What about you? Do you have strategy for navigating unfamiliar customs? What mistakes have you made?

Friday, October 15, 2010

Off The Beaten Track: Hammett, Bogart, and Me

Our contributor this week is Dave Sinclair. He writes detective noir set in 1920s Melbourne, Australia, and has an uncanny knack for trivia about Hollywood movies from the '30s and '40s. He also has his own blog that he sometimes remembers to post on - http://www.idiotsview.blogspot.com/


As I sat there eating my superb medium rare steak I couldn’t help smiling like a loon. History positively seeped from the mahogany walls. I tried to tell myself this was just any old restaurant. That this was just a room. But it wasn’t. This place had history. This place had cred. I knew that in this small San Francisco bistro Dashiell Hammett wrote The Maltese Falcon. I could be sitting at the very table Bogart lit a cigarette and cracked wise. This was no ordinary place to strap on a feed bag.


John’s Grill on Ellis Street, downtown San Francisco, certainly looks the part. The dimly lit interior with its dark wooden walls hasn't changed since Hammett sat at the bar waiting for his "chops, baked potato and sliced tomato". Well, I’m taking a stab that’s what he ate, as it’s aptly described as Sam Spade's grub of choice in The Maltese Falcon.


Hammett, like John’s Grill, may not have been the first to do what he did, but damn, he was certainly one of the best.


It’s generally agreed that Edgar Allen Poe was the grandfather of detective fiction who wrote The Murders in the Rue Morgue in 1841 (here).
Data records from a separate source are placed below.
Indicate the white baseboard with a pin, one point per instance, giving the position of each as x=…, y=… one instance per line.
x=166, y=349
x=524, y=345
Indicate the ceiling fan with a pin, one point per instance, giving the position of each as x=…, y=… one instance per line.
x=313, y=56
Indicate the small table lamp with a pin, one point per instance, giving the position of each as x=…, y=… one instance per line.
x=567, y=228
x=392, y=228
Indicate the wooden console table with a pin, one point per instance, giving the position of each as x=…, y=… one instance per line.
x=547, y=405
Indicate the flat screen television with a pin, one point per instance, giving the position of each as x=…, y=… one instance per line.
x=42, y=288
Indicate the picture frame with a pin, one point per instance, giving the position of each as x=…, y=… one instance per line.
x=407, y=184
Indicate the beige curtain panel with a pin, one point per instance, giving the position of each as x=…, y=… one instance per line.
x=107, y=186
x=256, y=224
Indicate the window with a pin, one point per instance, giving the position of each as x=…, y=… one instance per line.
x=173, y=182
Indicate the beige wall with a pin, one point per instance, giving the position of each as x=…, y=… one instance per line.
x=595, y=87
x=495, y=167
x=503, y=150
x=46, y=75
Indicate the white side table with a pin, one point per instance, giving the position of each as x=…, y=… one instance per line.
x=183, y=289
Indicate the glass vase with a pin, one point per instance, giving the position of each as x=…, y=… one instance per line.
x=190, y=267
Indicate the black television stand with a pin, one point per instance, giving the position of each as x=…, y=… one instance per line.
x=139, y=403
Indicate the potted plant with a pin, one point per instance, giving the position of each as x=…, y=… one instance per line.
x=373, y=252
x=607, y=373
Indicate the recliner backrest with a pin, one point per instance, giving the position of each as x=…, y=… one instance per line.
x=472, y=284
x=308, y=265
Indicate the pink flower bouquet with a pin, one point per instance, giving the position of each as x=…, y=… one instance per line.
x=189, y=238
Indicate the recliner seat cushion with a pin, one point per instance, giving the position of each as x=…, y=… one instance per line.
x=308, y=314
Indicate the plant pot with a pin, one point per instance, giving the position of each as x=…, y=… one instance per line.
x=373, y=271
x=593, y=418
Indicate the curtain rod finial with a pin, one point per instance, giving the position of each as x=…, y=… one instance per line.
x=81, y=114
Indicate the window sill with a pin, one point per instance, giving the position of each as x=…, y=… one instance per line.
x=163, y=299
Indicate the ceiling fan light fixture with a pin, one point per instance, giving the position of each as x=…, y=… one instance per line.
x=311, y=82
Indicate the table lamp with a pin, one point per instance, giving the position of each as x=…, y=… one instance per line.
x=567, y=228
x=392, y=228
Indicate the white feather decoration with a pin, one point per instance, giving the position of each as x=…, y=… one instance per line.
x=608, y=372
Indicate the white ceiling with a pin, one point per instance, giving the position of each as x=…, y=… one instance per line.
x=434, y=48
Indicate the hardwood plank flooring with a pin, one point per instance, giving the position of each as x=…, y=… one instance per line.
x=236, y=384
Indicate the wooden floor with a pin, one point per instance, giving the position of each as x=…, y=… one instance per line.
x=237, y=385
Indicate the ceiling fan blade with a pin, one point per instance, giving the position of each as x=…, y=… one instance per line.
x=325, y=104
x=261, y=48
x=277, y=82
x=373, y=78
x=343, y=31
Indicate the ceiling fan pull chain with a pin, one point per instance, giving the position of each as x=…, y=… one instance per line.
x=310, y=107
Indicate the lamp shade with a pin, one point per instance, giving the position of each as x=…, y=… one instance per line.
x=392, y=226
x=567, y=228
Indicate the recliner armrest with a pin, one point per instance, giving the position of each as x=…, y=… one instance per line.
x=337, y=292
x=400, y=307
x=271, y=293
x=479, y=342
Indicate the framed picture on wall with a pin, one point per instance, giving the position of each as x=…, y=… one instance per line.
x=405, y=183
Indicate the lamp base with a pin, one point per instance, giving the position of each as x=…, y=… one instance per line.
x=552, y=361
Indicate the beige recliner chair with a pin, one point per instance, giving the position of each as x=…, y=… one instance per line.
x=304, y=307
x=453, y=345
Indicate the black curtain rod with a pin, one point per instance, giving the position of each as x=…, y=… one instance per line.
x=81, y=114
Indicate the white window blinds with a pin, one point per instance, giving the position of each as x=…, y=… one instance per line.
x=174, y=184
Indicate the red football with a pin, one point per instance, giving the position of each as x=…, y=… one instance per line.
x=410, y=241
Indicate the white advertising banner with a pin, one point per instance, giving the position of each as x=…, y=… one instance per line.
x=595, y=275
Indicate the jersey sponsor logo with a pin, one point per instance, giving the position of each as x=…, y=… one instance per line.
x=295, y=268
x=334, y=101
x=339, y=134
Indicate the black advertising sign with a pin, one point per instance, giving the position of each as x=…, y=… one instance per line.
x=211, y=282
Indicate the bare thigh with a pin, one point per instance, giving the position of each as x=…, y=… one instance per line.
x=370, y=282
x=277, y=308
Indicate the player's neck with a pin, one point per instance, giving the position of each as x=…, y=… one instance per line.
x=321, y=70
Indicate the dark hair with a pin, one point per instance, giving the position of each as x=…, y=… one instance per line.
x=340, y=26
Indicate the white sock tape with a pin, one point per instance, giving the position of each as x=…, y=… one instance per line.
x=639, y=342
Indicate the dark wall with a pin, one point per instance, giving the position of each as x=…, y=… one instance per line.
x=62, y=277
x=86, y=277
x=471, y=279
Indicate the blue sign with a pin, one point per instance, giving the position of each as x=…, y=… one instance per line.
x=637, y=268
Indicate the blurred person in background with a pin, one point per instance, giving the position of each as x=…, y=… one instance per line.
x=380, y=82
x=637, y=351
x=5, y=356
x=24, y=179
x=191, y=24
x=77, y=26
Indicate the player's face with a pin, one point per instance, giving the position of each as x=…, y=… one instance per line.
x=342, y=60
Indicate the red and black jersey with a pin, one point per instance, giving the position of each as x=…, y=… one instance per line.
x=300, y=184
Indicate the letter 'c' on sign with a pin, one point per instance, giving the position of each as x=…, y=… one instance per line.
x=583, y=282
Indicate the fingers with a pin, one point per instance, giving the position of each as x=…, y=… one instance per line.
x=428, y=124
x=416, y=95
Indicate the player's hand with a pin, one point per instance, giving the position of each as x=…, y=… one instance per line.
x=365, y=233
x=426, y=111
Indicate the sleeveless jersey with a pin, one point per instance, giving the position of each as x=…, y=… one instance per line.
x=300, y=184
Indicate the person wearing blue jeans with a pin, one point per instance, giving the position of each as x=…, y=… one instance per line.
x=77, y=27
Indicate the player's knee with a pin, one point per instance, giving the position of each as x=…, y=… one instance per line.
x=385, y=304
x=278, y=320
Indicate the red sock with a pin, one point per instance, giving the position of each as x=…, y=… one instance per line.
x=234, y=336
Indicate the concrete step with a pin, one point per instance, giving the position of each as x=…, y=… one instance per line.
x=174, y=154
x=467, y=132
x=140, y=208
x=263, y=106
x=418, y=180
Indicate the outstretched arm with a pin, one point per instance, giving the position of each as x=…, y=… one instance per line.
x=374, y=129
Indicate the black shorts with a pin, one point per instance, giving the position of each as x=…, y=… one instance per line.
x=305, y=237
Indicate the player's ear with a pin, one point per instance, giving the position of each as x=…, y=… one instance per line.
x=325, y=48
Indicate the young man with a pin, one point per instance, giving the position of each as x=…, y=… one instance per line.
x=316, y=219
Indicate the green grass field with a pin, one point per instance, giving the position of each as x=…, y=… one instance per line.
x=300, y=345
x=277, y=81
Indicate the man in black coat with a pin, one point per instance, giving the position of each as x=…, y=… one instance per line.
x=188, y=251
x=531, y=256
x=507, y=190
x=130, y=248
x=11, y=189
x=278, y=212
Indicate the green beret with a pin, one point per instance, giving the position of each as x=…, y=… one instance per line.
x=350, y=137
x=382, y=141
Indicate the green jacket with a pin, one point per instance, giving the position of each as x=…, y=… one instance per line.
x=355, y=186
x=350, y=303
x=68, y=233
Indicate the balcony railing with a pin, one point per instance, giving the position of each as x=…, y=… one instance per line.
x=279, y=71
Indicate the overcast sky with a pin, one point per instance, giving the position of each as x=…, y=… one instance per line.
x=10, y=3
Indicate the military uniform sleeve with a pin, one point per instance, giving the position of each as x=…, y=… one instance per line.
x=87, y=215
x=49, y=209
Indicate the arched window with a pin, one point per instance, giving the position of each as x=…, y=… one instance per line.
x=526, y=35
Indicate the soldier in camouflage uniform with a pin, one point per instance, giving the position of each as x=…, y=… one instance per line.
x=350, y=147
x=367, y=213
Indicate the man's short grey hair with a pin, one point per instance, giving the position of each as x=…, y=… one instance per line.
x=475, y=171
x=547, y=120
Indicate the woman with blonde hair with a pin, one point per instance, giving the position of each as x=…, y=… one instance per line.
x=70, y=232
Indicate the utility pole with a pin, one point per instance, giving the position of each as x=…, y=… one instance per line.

Australia, and Melbourne in particular, played a part in spreading the detective novel’s appeal – in 1898 Francis Hume wrote The Mystery Of The Hansom Cab, wholly set in Melbourne. It was hugely popular in its day, selling 375,000 copies in its first year of release.


But it was Hammett that dragged the genre kicking and screaming out of the mire of pulps and penny dreadfuls. Like Chandler, Hammett created realistic detective and stories. His lean writing style, cynical characters and complex plots brought a new energy to the stagnant detective novel and in the process, created a new beast – Hard Boiled Fiction. His tough heroes confront violence with full knowledge of its corrupting potential. In his novels Hammett painted a mean picture of American society, where greed, brutality, and treachery are the major driving forces behind human actions. His plots rocketed along often taking new, and brutal, turns. He set the bar, and it is debatable if it has ever been reached since.


It is little wonder then that Hammett chose John’s Grill as his hang out of choice. Despite the fact that today the restaurant is replete in crisp white table cloths, excellent service and sumptuous gourmet food, you can still feel that in its darker corners the place has a much seedier history. Character is a word that springs to mind, though without the trappings of a high class eatery, menace is probably more apt.


Ironically, it now houses a real life mystery – about the low down rat bastard that stole the Maltese Falcon statue used in the film, as well as various Hammett first editions (here).


John's Grill is a place of mystery, gourmet food, literary history and jazz on a foggy night. The echoes of the characters created between the walls still resonate – Sam Spade, Nick and Nora Charles (The Thin Man) and Continental Op (The Red Harvest and The Dain Curse). So, if it’s alright with you, I’ll continue to grin like a loon.